Triplet Reactivity and Regio-/Stereoselectivity in the
Macrocyclization of Diastereomeric Ketoprofen−Quencher
Conjugates via Remote Hydrogen Abstractions
posted on 2007-06-13, 00:00authored bySergio Abad, Francisco Boscá, Luis R. Domingo, Salvador Gil, Uwe Pischel, Miguel A. Miranda
Intramolecular excited triplet state interactions in diastereomeric compounds composed of a
benzophenone chromophore (ketoprofen) and various hydrogen donor moieties (tetrahydrofuran, isopropylbenzene) have been investigated by laser flash photolysis. The rate constants for hydrogen abstraction
by excited triplet benzophenone are in the order of 104−105 s-1, with the highest reactivity for the
tetrahydrofuran residue. A remarkable diastereodifferentiation, expressed in the triplet lifetimes of the
carbonyl chromophore (e.g., 1.6 versus 2.7 μs), has been found for these compounds. With an alkylaromatic
moiety as donor, related effects have been observed, albeit strongly dependent on the length of the spacer.
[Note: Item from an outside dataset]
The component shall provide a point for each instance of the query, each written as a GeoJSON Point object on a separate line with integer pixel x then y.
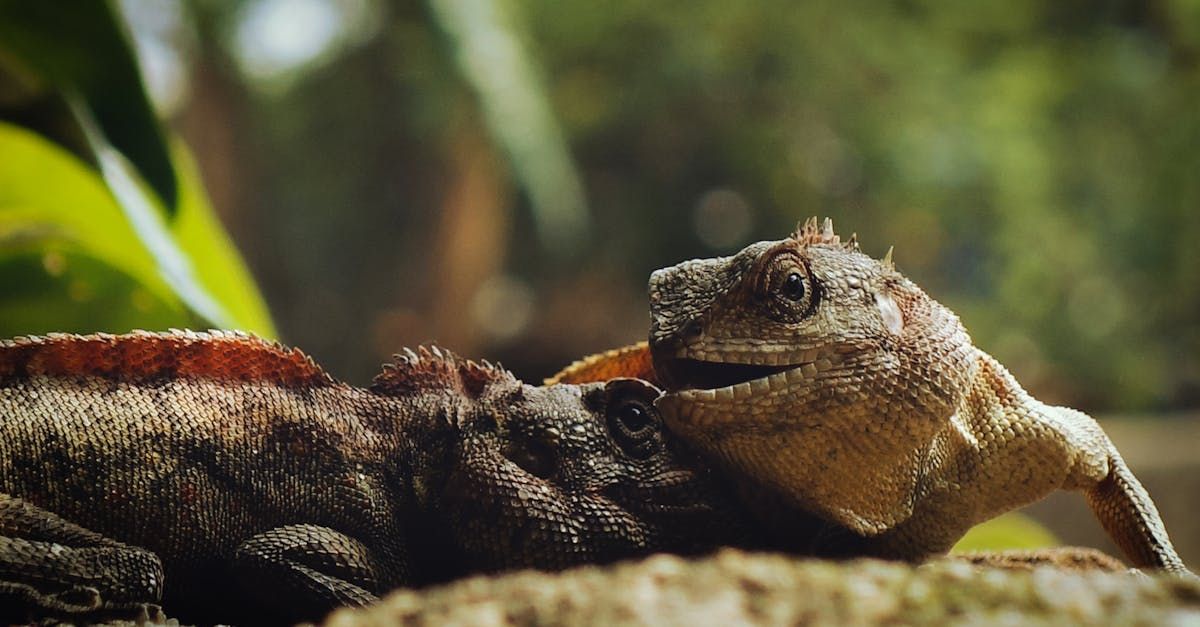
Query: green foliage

The reactivity trend for the initial hydrogen transfer step is paralleled by the quantum yields of the overall
photoreaction. The biradicals, formed via remote hydrogen abstraction, undergo intramolecular recombination
to macrocyclic ring systems. The new photoproducts have been isolated and characterized by NMR
spectroscopy. The stereochemistry of the macrocycles, which contain up to four asymmetric carbons, has
been unambiguously assigned on the basis of single-crystal structures and/or NOE effects. Interestingly,
a highly regio- and stereoselective macrocyclization has been found for the ketoprofen−tetrahydrofuran
conjugates, where hydrogen abstraction from the less substituted carbon is exclusive; cisoid ring junction
is always preferred over the transoid junction. The photoreaction is less regioselective for compounds with
an isopropylbenzene residue. The reactivity and selectivity trends have been rationalized by DFT (B3LYP/6-31G*) calculations.